City Paper is not for tourists
Editor’s Note: Earlier this year, Justin wrote Iceland, a blog about his band’s American tour. Justin isn’t on tour anymore, but Iceland continues, twice a week, on City Desk.
“My father was English,” said the gentleman at the barbecue. “When he was 15, he went to war. World War II. He joined the English merchant marine. The merchant marine sailed back and forth across the Atlantic, dodging German U-boats. The merchant marine traveled in large convoys. If your boat got torpedoed, no one in the convoy was allowed to stop and help you. They had to keep going—-the convoy was carrying supplies for the front. So, each morning, everyone would share binoculars, looking at over the ocean at the other boats in the convoy, to figure out who had been torpedoed during the night, and who was still alive.”
“Your story interests me,” I remarked. “I recently saw Das Boot.”
“My father got a tattoo the day he went to war,” the gentleman continued. “The tattoo was a dove holding an olive branch.”
“Ah!” I exclaimed. “Poignant/ironic symbolism, as the dove/olive branch is a popular sign of peace.”
“Correct,” the man replied. “But my father’s tattoo was faded and old—-so faded and so old, in fact, that I never knew what the tattoo was until he explained his body art to me on his deathbed.”
“A moving anecdote,” I observed. “Did you ever consider being tattooed with this same ornithological symbol in tribute to your deceased father?”
“Yes,” the gentleman admitted. “But, for some reason, I have not taken this step. My parents have shaped me in other ways, though. For example, my mother was not a very stable woman. Growing up, I often felt the need to isolate myself from my mother. I cherished private space—-locked doors, small rooms, et cetera. Thus, when it became time for me to become a homeowner, I purchased a small condominium instead of a sprawling manse replete with housemates. Presently, I live in this condominium with three dogs.”
“Fascinating,” I commented. “A Freudian-cum-veterinary philosophy of real estate.” Pleased with my witty remark, I abandoned the gentleman to his thoughts and walked across the back yard to a shady place where a hammock had been hung. I laid in this hammock in the dark and listened to the sounds of the bustling barbecue. I estimated that I had not lain in a hammock in 15 years.
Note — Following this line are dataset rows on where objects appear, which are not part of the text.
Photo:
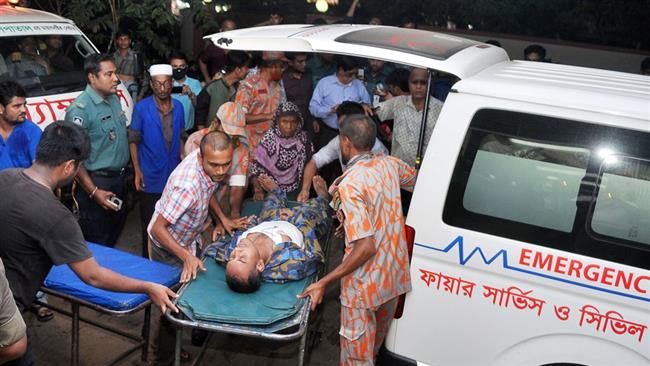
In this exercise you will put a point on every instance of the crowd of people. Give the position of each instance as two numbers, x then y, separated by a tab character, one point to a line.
266	126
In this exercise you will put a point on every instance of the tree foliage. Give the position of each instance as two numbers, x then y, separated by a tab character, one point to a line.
150	22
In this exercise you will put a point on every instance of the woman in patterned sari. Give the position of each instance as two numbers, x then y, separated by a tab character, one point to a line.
283	152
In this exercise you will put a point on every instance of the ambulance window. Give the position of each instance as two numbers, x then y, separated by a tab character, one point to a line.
528	181
568	185
45	64
622	207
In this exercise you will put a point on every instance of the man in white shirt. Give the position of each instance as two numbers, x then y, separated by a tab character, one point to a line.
332	150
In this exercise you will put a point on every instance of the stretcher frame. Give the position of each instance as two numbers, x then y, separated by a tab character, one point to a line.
142	340
298	321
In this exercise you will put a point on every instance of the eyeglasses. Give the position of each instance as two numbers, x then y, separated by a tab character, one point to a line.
419	81
164	84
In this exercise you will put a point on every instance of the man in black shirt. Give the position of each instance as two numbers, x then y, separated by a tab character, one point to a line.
37	231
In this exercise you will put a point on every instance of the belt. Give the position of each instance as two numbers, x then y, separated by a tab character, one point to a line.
107	172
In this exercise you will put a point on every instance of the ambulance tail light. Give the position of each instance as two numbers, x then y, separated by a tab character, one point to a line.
410	240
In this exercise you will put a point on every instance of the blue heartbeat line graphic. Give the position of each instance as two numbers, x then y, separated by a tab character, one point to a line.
503	254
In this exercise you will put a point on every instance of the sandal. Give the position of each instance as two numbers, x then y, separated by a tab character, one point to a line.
185	356
43	314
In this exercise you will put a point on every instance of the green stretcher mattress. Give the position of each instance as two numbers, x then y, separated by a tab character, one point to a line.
209	299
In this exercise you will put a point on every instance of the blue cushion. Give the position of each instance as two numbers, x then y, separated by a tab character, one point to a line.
63	279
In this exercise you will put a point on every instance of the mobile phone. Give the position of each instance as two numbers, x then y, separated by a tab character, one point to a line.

I tried to doze in the hammock but could not. Lifting my head, I spied a Hula hoop resting on the lawn. I leapt from the hammock, seized this Hula hoop, held it to my hips, and swung my hips in tight circles. The Hula hoop responded, dancing lazy orbits around my body. Interesting, I thought. The more one moves one’s hips—-that is, the more effort one exerts—-the less the Hula hoop will swing.